The protein interaction networks are composed of nodes and edges. The green rounded rectangle- shaped nodes represent the proteins experimentally identified as potential direct tyrosine- phosphorylated SRMS substrates. Red diamond-shaped nodes represent the experimentally identified indirect targets of SRMS (phosphorylated on serine/threonine residues). Edges of the networks represent the protein interactions whose target arrow shape corresponds to the sign of the interaction (Delta, positive interaction; T, negative interaction; Circle, unknown consequence).

Supplementary Figure 6. Subnetwork of the paths from SRMS to its indirect targets and through the four CK2-subunits.

The protein interaction networks are composed of nodes and edges. The green rounded rectangle- shaped nodes represent the proteins experimentally identified as potential direct tyrosine- phosphorylated SRMS substrates. The red diamond-shaped nodes represent the experimentally identified indirect targets of SRMS (phosphorylated on serine/threonine residues). The CK2 subunits are light blue in color. Edges of the networks represent the protein interactions whose target arrow shape corresponds to the sign of the interaction (Delta, positive interaction; T, negative interaction; Circle, unknown consequence).

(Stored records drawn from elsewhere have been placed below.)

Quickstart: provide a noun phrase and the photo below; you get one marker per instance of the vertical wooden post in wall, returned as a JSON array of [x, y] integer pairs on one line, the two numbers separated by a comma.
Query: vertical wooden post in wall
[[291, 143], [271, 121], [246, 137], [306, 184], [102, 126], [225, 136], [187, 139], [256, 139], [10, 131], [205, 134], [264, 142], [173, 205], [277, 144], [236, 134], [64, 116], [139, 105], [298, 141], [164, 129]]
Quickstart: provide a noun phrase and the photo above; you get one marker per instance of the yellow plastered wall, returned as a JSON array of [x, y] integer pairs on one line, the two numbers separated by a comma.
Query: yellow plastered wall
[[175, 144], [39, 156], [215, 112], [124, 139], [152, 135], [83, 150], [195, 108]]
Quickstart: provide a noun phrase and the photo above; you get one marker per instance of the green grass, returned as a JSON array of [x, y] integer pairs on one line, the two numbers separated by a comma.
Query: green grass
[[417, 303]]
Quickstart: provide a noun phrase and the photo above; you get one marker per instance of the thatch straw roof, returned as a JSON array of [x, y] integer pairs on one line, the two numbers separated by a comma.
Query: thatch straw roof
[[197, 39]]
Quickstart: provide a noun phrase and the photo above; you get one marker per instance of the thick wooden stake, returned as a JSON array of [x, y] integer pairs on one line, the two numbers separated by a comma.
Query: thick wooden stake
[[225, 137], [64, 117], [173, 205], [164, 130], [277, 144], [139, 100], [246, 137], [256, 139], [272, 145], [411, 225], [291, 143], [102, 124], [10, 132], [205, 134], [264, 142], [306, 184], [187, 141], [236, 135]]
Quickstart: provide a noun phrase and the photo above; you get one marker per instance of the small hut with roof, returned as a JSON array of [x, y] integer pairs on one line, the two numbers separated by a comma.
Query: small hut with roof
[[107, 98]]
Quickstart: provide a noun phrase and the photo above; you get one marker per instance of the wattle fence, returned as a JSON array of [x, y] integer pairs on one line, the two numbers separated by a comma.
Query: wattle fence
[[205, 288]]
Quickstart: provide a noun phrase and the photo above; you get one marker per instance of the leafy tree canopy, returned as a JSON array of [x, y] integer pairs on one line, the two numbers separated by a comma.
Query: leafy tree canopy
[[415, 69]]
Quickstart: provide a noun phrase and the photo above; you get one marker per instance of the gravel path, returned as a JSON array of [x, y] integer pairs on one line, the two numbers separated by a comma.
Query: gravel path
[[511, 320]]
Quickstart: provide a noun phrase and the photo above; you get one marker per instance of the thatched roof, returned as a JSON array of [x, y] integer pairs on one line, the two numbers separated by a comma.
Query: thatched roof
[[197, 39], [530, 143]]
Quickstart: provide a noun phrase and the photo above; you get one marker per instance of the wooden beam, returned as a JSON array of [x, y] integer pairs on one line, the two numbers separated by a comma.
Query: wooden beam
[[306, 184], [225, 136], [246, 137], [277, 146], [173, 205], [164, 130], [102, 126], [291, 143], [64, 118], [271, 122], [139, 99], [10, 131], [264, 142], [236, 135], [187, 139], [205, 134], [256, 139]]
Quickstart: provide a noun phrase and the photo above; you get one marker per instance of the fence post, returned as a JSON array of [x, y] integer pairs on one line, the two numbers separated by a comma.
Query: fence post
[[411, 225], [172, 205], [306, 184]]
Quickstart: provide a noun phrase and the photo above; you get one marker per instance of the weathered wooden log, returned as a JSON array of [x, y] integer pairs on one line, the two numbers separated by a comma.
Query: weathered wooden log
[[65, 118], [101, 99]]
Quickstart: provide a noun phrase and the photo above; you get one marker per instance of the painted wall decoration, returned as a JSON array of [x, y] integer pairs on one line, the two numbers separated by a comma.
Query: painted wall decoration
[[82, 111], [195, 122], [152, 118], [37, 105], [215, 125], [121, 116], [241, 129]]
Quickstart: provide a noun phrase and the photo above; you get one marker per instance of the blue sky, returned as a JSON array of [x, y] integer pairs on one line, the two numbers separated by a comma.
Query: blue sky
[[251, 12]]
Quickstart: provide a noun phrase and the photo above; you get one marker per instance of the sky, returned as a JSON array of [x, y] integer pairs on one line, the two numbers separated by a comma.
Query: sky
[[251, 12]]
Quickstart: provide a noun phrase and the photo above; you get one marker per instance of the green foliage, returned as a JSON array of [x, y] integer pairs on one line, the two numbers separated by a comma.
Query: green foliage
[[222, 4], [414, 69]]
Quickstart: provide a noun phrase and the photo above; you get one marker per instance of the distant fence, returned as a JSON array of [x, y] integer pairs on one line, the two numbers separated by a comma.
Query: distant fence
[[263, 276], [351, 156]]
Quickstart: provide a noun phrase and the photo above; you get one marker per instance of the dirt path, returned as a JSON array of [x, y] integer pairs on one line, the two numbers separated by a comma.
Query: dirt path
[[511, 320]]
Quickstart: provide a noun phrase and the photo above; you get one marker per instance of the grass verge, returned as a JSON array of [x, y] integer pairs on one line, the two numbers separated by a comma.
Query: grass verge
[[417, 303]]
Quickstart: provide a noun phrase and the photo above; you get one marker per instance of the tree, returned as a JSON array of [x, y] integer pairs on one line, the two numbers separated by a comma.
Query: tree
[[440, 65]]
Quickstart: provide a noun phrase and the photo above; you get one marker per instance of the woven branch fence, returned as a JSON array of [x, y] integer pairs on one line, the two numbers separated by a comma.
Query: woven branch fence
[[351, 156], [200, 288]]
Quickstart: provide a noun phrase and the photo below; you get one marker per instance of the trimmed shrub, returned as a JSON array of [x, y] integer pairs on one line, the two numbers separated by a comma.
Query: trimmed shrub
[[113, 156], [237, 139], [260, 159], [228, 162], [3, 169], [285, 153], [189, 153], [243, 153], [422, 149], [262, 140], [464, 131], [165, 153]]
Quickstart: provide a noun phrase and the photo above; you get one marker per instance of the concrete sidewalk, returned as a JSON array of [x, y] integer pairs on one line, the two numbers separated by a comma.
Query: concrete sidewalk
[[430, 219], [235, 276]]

Supplementary Figure 7. Graphical interface

Outline of the graphical interface steps and options. Steps (a) to (e) must be entered by the user as inputs for the different corresponding steps of the workflow (black arrows). Step (f) represents the workflow output results, creating files corresponding to the different subnetworks created by the user’s entries and choices (in step (e)). These files can be visualized and manipulated with Cytoscape (cytoscape.org).

Supplementary Figure 8. Diagrammatic representation of the algorithm

The algorithm is dependent on the user input. Input and output are represented by parallelogram, alternatives by diamond. Optional inputs and outputs are represented by dashed lines.